Tip #3 Board Policy Focused on Organizational Results

December 1, 2015  |  tips for effective boards

While Mission and Vision Statements can be quite useful for organizations, they generally don’t involve descriptions of results to be achieved by an organization.  Mission Statements typically define the activities or services that the organization provides while Vision Statements may describe an idealized future state to be striven towards but never fully achieved.  As such they may provide clarity about an organization’s services and role in the community while helping to enhance motivation of employees and others supportive of the organization. 

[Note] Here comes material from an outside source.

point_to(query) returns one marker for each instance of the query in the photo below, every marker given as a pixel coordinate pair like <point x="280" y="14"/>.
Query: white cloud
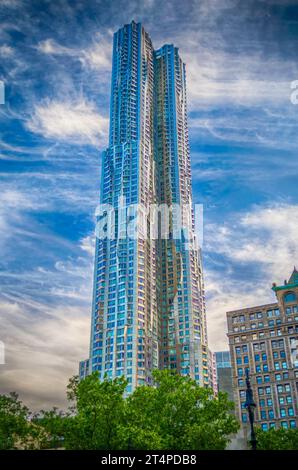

If organizational results are not addressed in your Mission or Vision Statements, consider developing a results-oriented policy statement that defines what outcomes or benefits your organization is to provide and for whom these outcomes or benefits are to be provided.   Such a policy focuses on the impact your organization wishes to have (its reason for being) rather than on current or planned activities, services, or means to be used.  When the organization’s board of directors spells out what results it wants the organization to achieve it can then empower management to select activities, services, or means to achieve the board’s desired organizational results.  A board’s definition of the organization’s intended impact can promote management accountability and a results-oriented culture for the entire organization.

 Within the Policy Governance® system, such a results-oriented policy statement is called an Ends Policy.  Such a policy deals with three issues:  the results or benefits to be produced by the organization, the persons for whom these results or benefits are to be produced, and the worth of such results or benefits.   The “worth” component of the policy can address the following two issues:  1) the worth or value of results or benefits produced relative to the costs incurred to produce them, and 2) the relative priority of various benefits or beneficiaries. 

 Ends Policies begin with a broad summary statement addressing the three Ends Policy issues of benefits, beneficiaries, and worth.  Subsequent policy statements further define and may prioritize benefits and beneficiaries.  A sample summary statement (also called a Global Ends Policy Statement) for a school board follows:  “Students of XYZ school acquire the academic knowledge, character traits, and life skills necessary to succeed in life after graduation at a justifiable cost.”  Subsequent (lower level) policy statements can further define and prioritize categories of students to be served, such as students within a specified geographical area, students with special learning needs, students with physical challenges, students from low income families, students from families whose primary language is not English, etc.  Lower level Ends Policy statements can also specify the academic knowledge, character traits, and life skills to be focused on by the school.  Specific metrics are subsequently identified so that the results or benefits to be produced are measureable.

Ends Policies are the Fourth Principle of the Policy Governance® system.